Of course in order to “help you”, the friendly customer service representative will need sensitive information like your Social Security number, account numbers, and even passwords.
Once the scammer has all of the information they will steal your identity and use it against you. They might empty your accounts, take out loans in your name, or even sell your personal information on the dark web.
Sometimes, these scammers will call you on the telephone and say they are from a government agency. For example, a scammer calls you stating they are from the Social Security Administration. Any call, email, or SMS that you didn’t initiate could be an attempt to get access to your personal information.
☝️ Remember that these scammers may only need a few pieces of information. They can fill in the rest from public sources, often your own social media pages and public directories.
Protect Yourself from Phishing
If you get a suspicious call, hang up and call the organization directly. You can find their phone number by doing a Google search and contacting the organization. If the caller is pretending to represent your bank, credit card company, or another company you do business with, use the customer service number on your account documents.
Do not give out personal information over the phone, especially if you did not initiate the conversation. Government agencies and companies will not just call you and ask for personal information.
3. SMS Phishing
SMS phishing uses SMS messages claiming to be from a legitimate company or government agency. There is a message stating that something is happening with your account or personal information. It often says that your account is at risk of being closed.
There’s usually a link in the message. Don’t click it! It may lead you to a site that steals your information or places spyware on your devices. It may simply open you up to an attempt to win your trust. Either way, you don’t want it.
When you receive texts like this don’t open them. Don’t respond to anything they are saying. If you are really concerned, look up the organization’s telephone number and call them directly. The odds are high that these unsolicited texts are identity theft scams.
4. Tax Scams
Tax scams use the telephone, emails, and SMS messages that claim to be from the Internal Revenue Service (IRS). The callers claim that you owe back taxes and must pay immediately. They may threaten you with prosecution and jail time if you don’t comply. They want you to panic and send them money.
Don’t fall for it. The IRS will not call you if you have tax arrears. They will send you written notice. Hang up and don’t respond. If you’re concerned that you might have a problem with the IRS you can contact them yourself and clarify whatever issue exists.
A caller may also claim that your file lacks some information and they need to update it. Don’t fall for that either. The IRS is not going to call you up and ask for your personal information!
5. You Won! Lottery and Investment Schemes
Lottery and investment scams are extremely common. You will receive calls, emails, and texts about a huge investment opportunity or a prize that you have mysteriously won. These scammers may ask for bank details or other personal information or they may demand that taxes or fees be paid upfront before you can claim your “prize”.

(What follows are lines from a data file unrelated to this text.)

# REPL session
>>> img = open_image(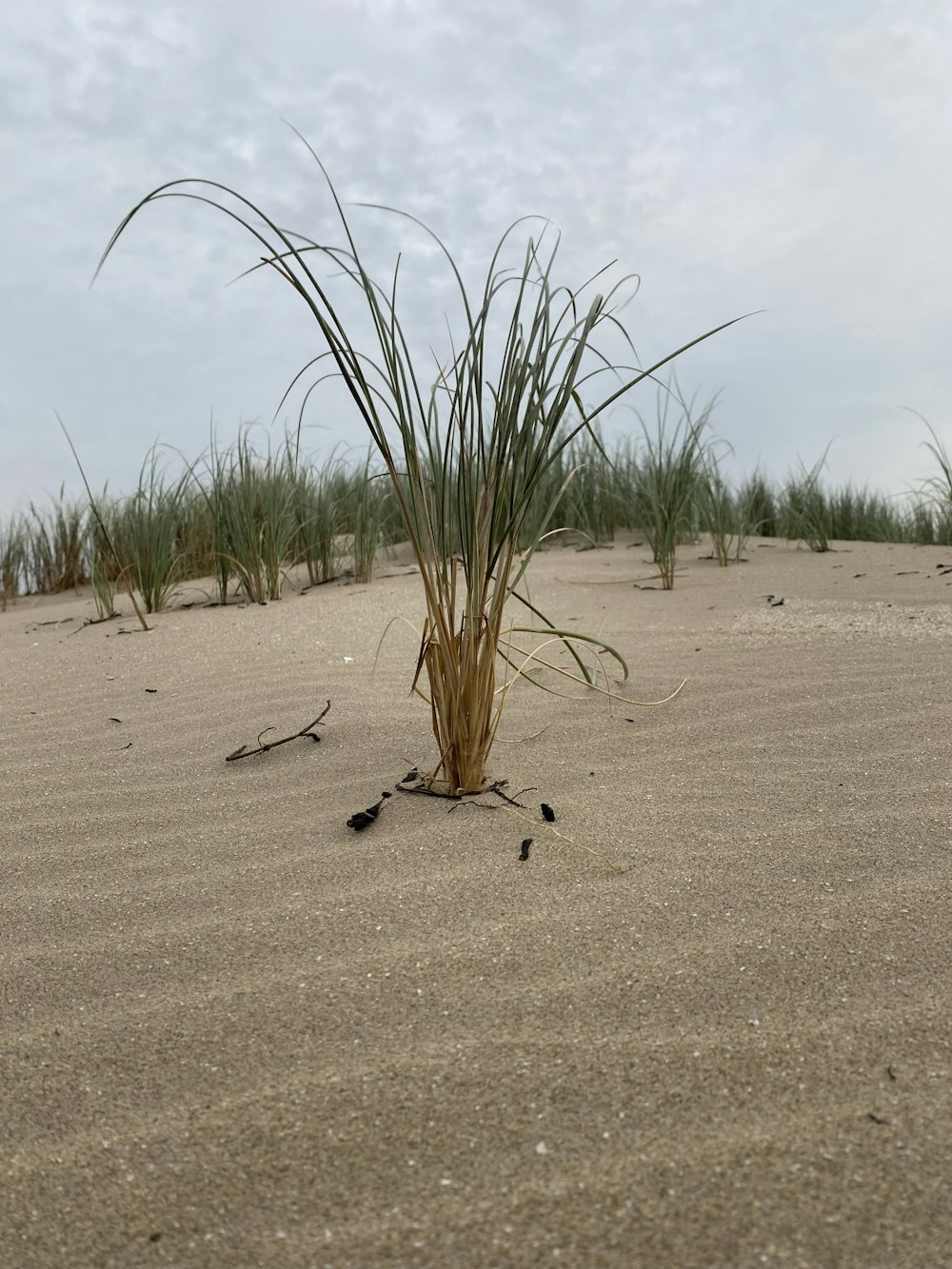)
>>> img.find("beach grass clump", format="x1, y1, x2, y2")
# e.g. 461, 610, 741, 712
918, 415, 952, 545
632, 380, 715, 590
198, 427, 300, 605
697, 446, 749, 567
0, 513, 27, 609
782, 446, 833, 552
93, 148, 746, 796
23, 486, 89, 595
342, 450, 392, 583
107, 446, 191, 613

Keep it real. Ignore the messages.
👉 Here’s a simple rule: if it sounds too good to be true, it’s not true. Sure, we’d all love to win a contest we never entered, but is that realistic?
6. Website Spoofing
Website spoofing is another form of phishing. it involves entire websites that are designed to look almost exactly like the websites of actual banks, government agencies, or other credible institutions.

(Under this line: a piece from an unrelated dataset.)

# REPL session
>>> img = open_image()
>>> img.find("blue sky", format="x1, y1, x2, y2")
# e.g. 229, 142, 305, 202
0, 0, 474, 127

You’ll probably be directed to the website by an equally official-looking email or SMS. Expect to see the official logo of the organization and professional-looking stock photos. Some of these websites can look very authentic.

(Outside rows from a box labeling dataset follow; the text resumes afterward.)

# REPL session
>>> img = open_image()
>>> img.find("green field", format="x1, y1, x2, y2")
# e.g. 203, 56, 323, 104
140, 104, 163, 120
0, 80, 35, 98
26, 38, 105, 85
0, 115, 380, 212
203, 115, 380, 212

No matter how authentic the site looks, it is fake. It is designed to convince you to provide personal information or to place spyware on your device that will gather and send personal data.
How to Protect Yourself from Website Spoofing
Any time you get an email or message from a bank or other company that asks you to visit a website, stop. Check the real URL – the web address- of the company. Compare it to the one you’ve been given. If it’s different – even by a single letter – you’re being scammed.
If you are in doubt, close the email, look up the phone number of the company, and call them. Explain the situation and ask to confirm
In most cases, if the email is unsolicited your best bet is to avoid it. Don’t even open it.
If You’re Already A Victim
If you’ve already sent personal information to a suspicious caller or site, or you’ve already clicked on a link you think may be risky, you’ll need to take action at once. Many people hesitate to report identity theft scams because they are embarrassed or ashamed at falling for something that in retrospect seems obvious.
Thieves count on that attitude. It protects them and keeps their victims vulnerable. Don’t cooperate. If you act quickly you can prevent or minimize damage.
👉 We’ve written about what to do if you’re a victim of identity theft, and those steps are worth following even if you think you may have been targeted. Better safe than sorry!
You Can Stop The Scams!
Many identity theft scams built on social engineering straddle the line between identity theft and a straight con. Some scammers won’t even bother stealing your identity: they will just talk you into giving them money. Others embrace a more traditional identity theft model, pursuing information that can be used or sold.
Either way, the scam is built around trust. Identity theft scammers will often use social media to learn about your life, giving them the information they need to build a persuasive pitch. You can protect yourself by keeping your privacy settings strict and not posting revealing information on any public account.
Be careful about accepting friend requests from people you don’t know. Once they are inside your friend list they can work through your history and learn everything they need to know to spot your vulnerabilities.
You still have the upper hand, because there’s nothing they can do unless you cooperate. If you stay skeptical and keep your guard up, you can cut them off before they come close to making their move.
The key to protecting yourself from identity theft scams is alertness. Whether you’re facing a phishing scam or an effort to build a phony relationship, you need to keep your eyes wide open and learn to spot their moves and shut them down.
Nobody wants to be suspicious all the time, but the world we live in requires it. Build up your senses and you’ll soon be able to spot the scams as soon as you see them. That’s the best way to stay safe!